Thunder Bay

More than 250 COVID-19 tests done in Northwestern Health Unit communities

Even though there is no evidence yet that COVID-19 community transmission is happening in northwestern Ontario, the acting medical officer of health at the Northwestern Health Unit is advising people to act as though the virus is spreading.

143 have come back negative, acting medical officer of health says

COVID-19 test kits are pictured on March 11, 2020, the day the WHO declared coronavirus a pandemic. (Evan Tsuyoshi Mitsui/CBC)

Even though there is no evidence yet that COVID-19 community transmission is happening in northwestern Ontario, the acting medical officer of health at the Northwestern Health Unit (NWHU) is advising people to act as though the virus is spreading. 

There have been two confirmed cases of COVID-19 in people living in the NWHU's service area: one in Fort Frances, and one in Rainy River.

A third case was also reported; however the NWHU has said that individual lives in southern Ontario, and hasn't been back to northern Ontario since contracting the virus.

Each of the cases was travel-related, Dr. Ian Gemmill said during a media briefing Monday, adding that there is no evidence the virus is spreading through community transition.

However, people need to take precautions if virus is to be contained, he said.

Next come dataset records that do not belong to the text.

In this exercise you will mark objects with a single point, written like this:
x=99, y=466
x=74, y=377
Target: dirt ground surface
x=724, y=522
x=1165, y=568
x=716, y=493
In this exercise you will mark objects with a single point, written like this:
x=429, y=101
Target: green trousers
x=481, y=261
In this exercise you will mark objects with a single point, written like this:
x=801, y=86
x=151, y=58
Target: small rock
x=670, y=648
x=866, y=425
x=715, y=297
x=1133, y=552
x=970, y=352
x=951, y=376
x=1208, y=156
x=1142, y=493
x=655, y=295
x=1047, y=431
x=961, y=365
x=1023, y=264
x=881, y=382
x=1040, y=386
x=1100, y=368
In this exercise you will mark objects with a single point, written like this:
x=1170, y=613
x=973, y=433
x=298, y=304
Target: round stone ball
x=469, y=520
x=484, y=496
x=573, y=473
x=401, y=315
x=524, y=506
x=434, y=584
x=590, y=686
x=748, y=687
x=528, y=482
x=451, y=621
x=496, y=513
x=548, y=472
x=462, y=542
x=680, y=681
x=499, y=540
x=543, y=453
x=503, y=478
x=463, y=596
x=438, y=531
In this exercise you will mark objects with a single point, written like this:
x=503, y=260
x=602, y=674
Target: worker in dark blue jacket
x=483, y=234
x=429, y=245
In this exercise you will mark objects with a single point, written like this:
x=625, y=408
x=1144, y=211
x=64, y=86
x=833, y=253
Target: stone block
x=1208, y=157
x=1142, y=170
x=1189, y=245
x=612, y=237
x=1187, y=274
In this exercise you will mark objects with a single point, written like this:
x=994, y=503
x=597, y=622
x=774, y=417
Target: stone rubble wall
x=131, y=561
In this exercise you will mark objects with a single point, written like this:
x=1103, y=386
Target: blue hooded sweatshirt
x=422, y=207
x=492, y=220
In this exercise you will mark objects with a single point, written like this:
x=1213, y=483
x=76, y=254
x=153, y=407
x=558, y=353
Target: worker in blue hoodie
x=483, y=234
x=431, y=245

"The best advice that I can give to the residents of this area, is to start to assume that there is local transmission, and to conduct oneself accordingly," Gemmill said. "And what that means is, if there is local transmission, everybody locally who is not taking the precautions that you've heard over and over and over and over again, may be at risk, not only for becoming ill oneself, but also for exposing their families, and especially, we can not emphasize enough, the vulnerable members of the family."

Gemmill said people should stay home unless absolutely necessary, and plan their outings carefully so they're not making multiple trips over multiple days.

"Don't go out today for medications, and tomorrow for groceries, and the next day for something else," he said. "Try to do this in a way that limits one's exposure."

He said the NWHU is also asking people not to travel between northwestern Ontario communities unless it's essential.

"If somebody in one community has been exposed and is incubating, and may become infectious, it just takes that one person to ... take it to another community," Gemmill said. "The deal here is to slow it down, blunt the curve, and keep that from happening."

"It will happen, but the later we can make it happen, and the more we can push cases into the future, the better."

Gemmill said just over 250 tests have been done in the NWHU's area, with 143 coming back negative so far. The remainder is outstanding.